Another Word For It Patrick Durusau on Topic Maps and Semantic Diversity

February 28, 2018

Six Degrees of Wikipedia – Eye Candy or Opportunity for Serendipity?

Filed under: Search Interface,Serendipity — Patrick Durusau @ 3:32 pm

Six Degrees of Wikipedia

As the name implies, finds the shortest path between two Wikipedia pages.

Whatis.com defines serendipity in part as:

In general, serendipity is the act of finding something valuable or delightful when you are not looking for it. In information technology, serendipity often plays a part in the recognition of a new product need or in solving a design problem. Web surfing can be an occasion for serendipity since you sometimes come across a valuable or interesting site when you are looking for something else.

Serendipity requires exposure to things you aren’t looking for, search engines excel at that, but their results are so noisy that serendipity is a rare occurrence.

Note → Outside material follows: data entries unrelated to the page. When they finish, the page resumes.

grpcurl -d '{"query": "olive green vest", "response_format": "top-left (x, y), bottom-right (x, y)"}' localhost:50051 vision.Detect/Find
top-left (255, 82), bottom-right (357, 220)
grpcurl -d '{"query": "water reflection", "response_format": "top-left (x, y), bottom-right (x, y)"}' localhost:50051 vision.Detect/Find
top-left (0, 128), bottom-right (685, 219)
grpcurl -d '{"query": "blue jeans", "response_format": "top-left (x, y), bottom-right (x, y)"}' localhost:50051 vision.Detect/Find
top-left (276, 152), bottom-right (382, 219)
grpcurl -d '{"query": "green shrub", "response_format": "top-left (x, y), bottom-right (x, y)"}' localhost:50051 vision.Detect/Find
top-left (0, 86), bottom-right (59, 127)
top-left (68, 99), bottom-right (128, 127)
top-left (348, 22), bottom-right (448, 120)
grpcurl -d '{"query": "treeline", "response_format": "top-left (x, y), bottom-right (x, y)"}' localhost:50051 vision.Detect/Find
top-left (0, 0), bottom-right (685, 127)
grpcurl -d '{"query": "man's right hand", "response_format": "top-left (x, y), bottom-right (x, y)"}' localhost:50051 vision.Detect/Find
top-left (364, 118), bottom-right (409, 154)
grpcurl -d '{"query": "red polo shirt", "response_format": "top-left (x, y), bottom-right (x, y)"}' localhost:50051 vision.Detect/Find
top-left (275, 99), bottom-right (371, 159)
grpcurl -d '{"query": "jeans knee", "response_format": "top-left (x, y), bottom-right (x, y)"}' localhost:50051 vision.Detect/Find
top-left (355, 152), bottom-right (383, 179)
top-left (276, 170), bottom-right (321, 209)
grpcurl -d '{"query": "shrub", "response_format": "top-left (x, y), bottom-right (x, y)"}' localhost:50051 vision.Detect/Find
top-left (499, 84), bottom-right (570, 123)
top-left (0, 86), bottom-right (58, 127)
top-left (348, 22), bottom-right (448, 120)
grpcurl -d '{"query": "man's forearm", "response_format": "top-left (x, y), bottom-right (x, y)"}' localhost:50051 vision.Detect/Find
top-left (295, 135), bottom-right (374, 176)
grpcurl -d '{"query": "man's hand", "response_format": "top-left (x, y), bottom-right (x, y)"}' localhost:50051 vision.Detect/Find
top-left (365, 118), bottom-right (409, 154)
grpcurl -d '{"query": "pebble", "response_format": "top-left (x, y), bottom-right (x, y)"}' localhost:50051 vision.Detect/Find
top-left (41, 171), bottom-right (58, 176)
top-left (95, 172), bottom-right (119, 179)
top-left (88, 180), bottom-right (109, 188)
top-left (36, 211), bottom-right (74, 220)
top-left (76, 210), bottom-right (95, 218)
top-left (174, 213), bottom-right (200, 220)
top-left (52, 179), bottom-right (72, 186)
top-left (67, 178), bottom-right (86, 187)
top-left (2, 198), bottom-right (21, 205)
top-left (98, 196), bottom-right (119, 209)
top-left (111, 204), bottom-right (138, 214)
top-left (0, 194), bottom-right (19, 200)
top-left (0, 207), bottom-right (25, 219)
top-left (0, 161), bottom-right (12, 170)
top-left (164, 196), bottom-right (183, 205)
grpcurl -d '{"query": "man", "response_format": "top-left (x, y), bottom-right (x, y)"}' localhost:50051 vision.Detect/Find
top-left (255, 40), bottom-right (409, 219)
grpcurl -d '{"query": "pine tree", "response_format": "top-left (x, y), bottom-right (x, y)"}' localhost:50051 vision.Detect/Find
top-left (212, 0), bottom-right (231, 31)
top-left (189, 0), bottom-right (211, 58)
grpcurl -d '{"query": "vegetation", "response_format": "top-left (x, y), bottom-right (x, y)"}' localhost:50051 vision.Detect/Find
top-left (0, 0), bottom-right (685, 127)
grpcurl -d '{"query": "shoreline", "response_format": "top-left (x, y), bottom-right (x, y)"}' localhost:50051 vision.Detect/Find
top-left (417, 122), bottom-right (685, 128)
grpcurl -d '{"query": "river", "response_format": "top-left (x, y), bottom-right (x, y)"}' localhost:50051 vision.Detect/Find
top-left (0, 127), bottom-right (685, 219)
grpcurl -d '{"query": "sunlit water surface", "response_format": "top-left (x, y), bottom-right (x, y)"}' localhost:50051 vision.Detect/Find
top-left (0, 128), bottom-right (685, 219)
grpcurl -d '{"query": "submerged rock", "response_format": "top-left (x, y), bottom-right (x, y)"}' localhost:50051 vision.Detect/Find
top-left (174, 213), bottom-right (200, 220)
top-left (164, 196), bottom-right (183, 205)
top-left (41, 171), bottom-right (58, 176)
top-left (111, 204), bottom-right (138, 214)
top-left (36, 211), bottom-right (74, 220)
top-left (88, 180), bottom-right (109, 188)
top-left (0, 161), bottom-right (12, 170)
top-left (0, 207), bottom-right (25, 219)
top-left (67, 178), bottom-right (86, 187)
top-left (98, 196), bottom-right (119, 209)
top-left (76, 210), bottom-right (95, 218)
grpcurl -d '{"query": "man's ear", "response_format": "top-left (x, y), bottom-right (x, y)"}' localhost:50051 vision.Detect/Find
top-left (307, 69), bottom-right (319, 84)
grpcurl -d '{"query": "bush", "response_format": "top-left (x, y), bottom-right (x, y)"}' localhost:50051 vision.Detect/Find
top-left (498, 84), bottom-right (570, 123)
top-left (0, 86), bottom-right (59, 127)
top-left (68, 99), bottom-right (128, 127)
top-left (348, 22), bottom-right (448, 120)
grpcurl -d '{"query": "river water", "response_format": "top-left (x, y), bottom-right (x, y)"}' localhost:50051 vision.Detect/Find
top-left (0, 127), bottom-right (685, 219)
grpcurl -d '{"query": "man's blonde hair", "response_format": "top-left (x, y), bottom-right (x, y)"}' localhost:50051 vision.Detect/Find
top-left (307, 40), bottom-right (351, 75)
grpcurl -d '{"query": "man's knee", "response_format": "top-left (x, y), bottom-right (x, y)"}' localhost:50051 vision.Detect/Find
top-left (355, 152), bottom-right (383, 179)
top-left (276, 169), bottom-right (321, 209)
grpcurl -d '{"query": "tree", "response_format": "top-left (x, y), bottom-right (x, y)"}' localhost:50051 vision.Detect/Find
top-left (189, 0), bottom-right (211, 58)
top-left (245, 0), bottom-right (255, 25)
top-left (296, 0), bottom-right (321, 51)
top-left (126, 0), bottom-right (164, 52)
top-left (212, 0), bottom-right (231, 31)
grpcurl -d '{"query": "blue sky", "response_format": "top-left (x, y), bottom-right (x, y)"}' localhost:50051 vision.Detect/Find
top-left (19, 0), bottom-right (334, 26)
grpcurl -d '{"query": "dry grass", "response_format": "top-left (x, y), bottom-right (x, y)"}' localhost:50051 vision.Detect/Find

Six Degrees of Wikipedia may have a different result.

First and foremost, humans created the links, for reasons unknown, that form the six degrees of separation. The resulting six degrees is a snapshot of human input from dozens, if not hundreds, of human actors. All of who had an unknown motivation.

Second, the limitation to six degrees results in a graph and nodes that can be absorbed in a glance.

Compare to the “I can make big and dense graphs” so typical in the “analysis” of social media results. (Hint: If any US government agency is asking, “The Russians did it.” is the correct response. Gin up supporting data on your own.)

Six degrees between topics would make a fascinating way to explore a topic map, especially one that merged topics from different domains. Randomly select labels to appear along side those more familiar to a user. Provoke serendipity!